The problem with the above article is that people read them and see what they want to see. Taken at face value, it seems to read that the RIAA is arguing that the user converted his files to MP3 for his and his wife's use and that constitutes copyright infringement. To get a clear picture of what's going on, you need to read the documents: "Defendant admitted that he converted these sound recordings from their original format to the .mp3 format for his and his wife's use. (Howell Dep. 107:24 to 110:2; 114:1 to 116:16).
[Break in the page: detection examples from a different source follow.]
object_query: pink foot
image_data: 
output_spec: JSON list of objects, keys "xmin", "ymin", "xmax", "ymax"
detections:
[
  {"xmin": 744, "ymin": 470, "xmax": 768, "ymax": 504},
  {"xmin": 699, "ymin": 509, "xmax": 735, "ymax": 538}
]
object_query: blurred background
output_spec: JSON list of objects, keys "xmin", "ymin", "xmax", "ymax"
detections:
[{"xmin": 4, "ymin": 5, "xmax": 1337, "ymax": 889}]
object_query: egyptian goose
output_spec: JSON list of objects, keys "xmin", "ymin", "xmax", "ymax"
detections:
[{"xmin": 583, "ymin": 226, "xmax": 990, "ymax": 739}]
The .mp3 format is a "compressed format [that] allows for rapid transmission of digital audio files from one computer to another by electronic mail or any other file transfer protocol." Napster, 239 F.3d at 1011. Once Defendant converted Plaintiffs' recording into the compressed .mp3 format and they are in his shared folder, they are no longer the authorized copies distributed by Plaintiffs. Moreover, Defendant had no authorization to distribute Plaintiffs' copyrighted recordings from his KaZaA shared folder."
The original Slashdot article does not mention that the defendant has 2,329 audio files shared publicly through the Kazaa system. The problem is not that he converted files to MP3 for his own use. The problem is that he made them available for others to download.